包袱裡有一個襁褓,一塊玉佩,一封信,還有一大疊銀票。
周氏說的是一封,但是沈喬打開之後信封中還有一封。
“喬喬,這襁褓所用的料子是貢品。”
顧煊看了一眼襁褓道。
正準備看信的沈喬頓了一下。
顧煊看向沈喬,狐疑地打量着她,然後說道:“喬喬你是正月出生吧!可我沒聽過宮裡十七年前有失蹤的小公主啊!”
沈喬搖搖頭,道:“應該不是公主,這樣的布料宮裡也是會拿出來賞賜人的。應該是給的哪位官員。”
顧煊想想也是,便不再說話,拿起了玉佩摸了起來。
沈喬便開始看信。
其中一封跟周氏說的一模一樣。
不是周氏不跟她說具體,而是信中根本就沒有具體的信息。
上面只有兩點,一是沈喬的全家除了生母之外已經全部沒了。
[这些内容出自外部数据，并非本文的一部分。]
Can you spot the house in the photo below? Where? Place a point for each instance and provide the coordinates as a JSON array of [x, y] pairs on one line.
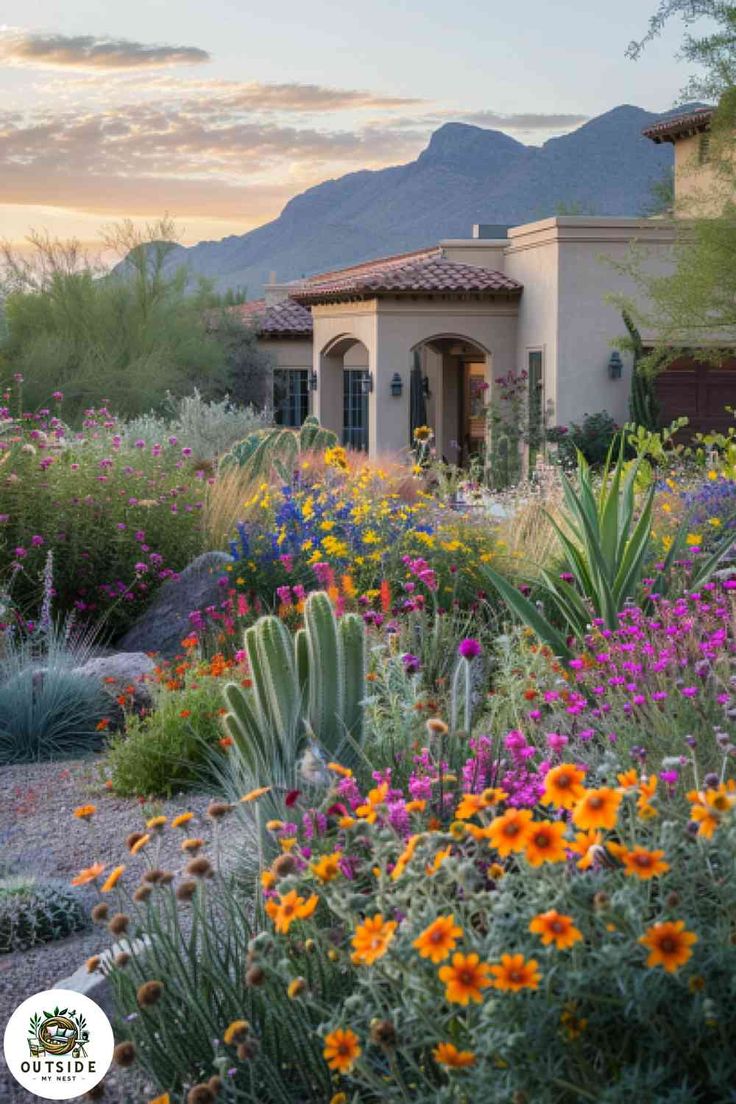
[[355, 346]]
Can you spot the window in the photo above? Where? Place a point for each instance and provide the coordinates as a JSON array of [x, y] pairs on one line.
[[290, 395], [354, 391]]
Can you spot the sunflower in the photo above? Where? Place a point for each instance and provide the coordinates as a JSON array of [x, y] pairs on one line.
[[447, 1053], [597, 808], [669, 944], [465, 978], [510, 831], [88, 874], [112, 880], [437, 941], [563, 786], [327, 868], [555, 927], [515, 973], [639, 862], [290, 908], [372, 938], [545, 842], [341, 1050]]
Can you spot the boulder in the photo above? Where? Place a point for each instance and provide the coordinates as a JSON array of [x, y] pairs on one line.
[[166, 622]]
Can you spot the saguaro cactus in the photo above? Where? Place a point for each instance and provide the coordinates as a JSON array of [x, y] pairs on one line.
[[307, 687]]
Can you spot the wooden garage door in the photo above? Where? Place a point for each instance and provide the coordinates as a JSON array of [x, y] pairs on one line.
[[699, 391]]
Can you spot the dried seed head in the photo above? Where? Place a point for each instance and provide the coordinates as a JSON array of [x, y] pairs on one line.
[[124, 1054], [284, 866], [149, 994], [118, 924]]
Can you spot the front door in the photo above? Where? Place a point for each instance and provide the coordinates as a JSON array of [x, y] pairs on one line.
[[355, 407]]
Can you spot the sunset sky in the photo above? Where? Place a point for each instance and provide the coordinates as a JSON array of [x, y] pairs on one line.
[[217, 113]]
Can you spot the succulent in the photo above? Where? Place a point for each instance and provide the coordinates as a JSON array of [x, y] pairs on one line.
[[308, 688], [278, 448], [33, 911]]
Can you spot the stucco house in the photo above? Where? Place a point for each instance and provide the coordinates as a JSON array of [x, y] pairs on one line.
[[349, 346]]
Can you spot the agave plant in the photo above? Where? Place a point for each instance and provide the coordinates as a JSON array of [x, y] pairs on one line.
[[606, 542]]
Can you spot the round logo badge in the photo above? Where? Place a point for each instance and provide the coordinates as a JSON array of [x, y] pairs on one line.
[[59, 1044]]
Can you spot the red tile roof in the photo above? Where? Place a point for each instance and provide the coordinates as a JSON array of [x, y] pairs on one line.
[[427, 273], [680, 126], [287, 319]]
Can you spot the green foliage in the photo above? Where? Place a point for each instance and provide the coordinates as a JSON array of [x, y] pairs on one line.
[[48, 711], [305, 689], [34, 911], [606, 541], [169, 749], [278, 449]]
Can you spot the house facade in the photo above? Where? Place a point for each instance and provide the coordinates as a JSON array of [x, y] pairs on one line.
[[535, 301]]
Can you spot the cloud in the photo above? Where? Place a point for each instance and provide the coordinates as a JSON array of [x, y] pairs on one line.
[[34, 50]]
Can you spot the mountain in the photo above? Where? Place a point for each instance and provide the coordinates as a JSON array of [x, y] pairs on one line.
[[465, 176]]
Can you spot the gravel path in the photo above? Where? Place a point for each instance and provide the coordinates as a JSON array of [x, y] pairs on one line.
[[40, 836]]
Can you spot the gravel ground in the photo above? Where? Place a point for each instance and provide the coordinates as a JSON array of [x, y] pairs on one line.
[[39, 835]]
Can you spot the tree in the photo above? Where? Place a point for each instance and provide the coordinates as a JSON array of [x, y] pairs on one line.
[[129, 335]]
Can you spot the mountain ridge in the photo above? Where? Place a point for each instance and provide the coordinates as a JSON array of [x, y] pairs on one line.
[[465, 174]]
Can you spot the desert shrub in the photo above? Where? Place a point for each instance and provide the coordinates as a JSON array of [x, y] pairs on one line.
[[118, 519], [48, 710], [33, 911], [168, 749]]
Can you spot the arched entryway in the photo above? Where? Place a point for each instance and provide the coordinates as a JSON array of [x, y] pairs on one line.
[[344, 386], [456, 375]]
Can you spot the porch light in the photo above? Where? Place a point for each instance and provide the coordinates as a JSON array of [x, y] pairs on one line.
[[615, 365]]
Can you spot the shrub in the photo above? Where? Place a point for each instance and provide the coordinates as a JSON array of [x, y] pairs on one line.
[[33, 911]]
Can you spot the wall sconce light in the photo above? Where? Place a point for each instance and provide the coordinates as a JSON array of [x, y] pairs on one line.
[[615, 365]]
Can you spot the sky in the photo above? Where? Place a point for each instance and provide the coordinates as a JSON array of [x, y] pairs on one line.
[[217, 113]]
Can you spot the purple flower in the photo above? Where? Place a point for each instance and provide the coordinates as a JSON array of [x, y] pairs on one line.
[[469, 648]]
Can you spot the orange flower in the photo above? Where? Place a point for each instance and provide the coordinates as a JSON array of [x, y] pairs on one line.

二是,若是到了無路可走的情況之下拿着玉佩以另一個身份去投靠一個人,上面有那人的地址,是在江南。
而另一封信是沈老三也就是沈喬的爹寫的。
估計周氏都不知道那封信的存在吧!
信上沈老三寫了當初是一箇中年男子身受重傷的時候把沈喬交給了她,連帶着一封信一塊玉佩。
然後信中還說了這些年他們一家三口的吃穿用度都是那個當時給的另外一個包袱。
只是沈老三怕東西太顯眼,便全部拿去當鋪換成了銀票。
沈老三在信中對沈喬倒了謝。
最後希望沈喬能夠拿着玉佩和襁褓找出自己的身世,找到生母。
沈老三信中說,沈喬的家裡必定是發生了大的變故,因爲那個抱來沈喬的男子之後沈老三去找的時候已經是因傷重而亡了。
若是沈喬家人都不在了,沈老三希望沈喬拿着這些銀票找個夫君安生的過小日子,但沈喬的生母還在,所以,他希望沈喬能夠找到她的生母,到時候有冤抱冤,有仇報仇,至少,要把生母救出。
不知道周氏身前跟沈老三兩夫妻是怎麼商量的。
似乎周氏並不清楚沈老三的想法。
似乎沈老三的意思很肯定沈喬最後一定等不到來接她的人。
“喬喬你看,這個玉佩的一角上有個裴字。”
顧煊拿着玉佩看了半天,突然說道。
然後把油燈拿近一些,想讓沈喬看清楚一些。
主要是那個字太小了,玉佩本來就只有小孩手心那麼大一點,那字更是藏在頂部栓繩子那處。